On s'étonnera sans doute qu'en comparant l'animal à l'homme je trouve constamment l'animal moins stupide. Et, en effet, à un premier examen superficiel, on serait tenté de croire que l'intelligence de l'homme est incomparablement supérieure à celle de l'animal.
Mais il faut s'entendre. Stupidité ne veut pas dire qu'on n'a pas compris, mais qu'on agit comme si l'on n'avait pas compris.
Savoir ce qui est bien et faire ce qui est mal ; s'infliger de la douleur en sachant qu'on va s'infliger de la douleur; connaître la cause du malheur et se précipiter sur cette cause, c'est être stupide. Passe encore quand on est victime d'une aveugle passion ; car la passion est un torrent qui entraîne tout. Mais, quand on va droitement au malheur, pour obéir à des préjugés, des erreurs, des raisonnements défectueux et baroques, on est inexcusable. Mieux vaut être dépourvu d'intelligence que d'en faire un si déplorable usage.
Le fils d'un roi, le fils d'un gentilhomme, le fils d'un riche, n'ont encore donné, quand ils sont dans le ventre maternel, ou même dans le maillot de leur nourrice, aucune preuve de supériorité. Quelque large part qu'on accorde à l'hérédité de l'intelligence, on ne pourra attribuer qu'une mince supériorité au fils du gentilhomme et au fils du milliardaire, sur le fils du laboureur ou le fils du loqueteux. C'est violer outrageusement la bonne et due justice que de mettre entre les deux fœtus un fossé profond, de donner tout à l'un et rien à l'autre.
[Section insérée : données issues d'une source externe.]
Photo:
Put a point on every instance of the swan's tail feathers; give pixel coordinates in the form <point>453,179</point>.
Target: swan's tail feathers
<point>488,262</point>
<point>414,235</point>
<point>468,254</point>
Persécuter Galilée parce qu'il dit que la terre tourne, cela dénote quelque intelligence, mais une intelligence viciée, infiniment plus viciée que celle d'un requin. Le requin affamé se précipite brutalement sur le premier objet qu'il rencontre; mais jamais un requin ne sera assez bête pour traiter Galilée de misérable.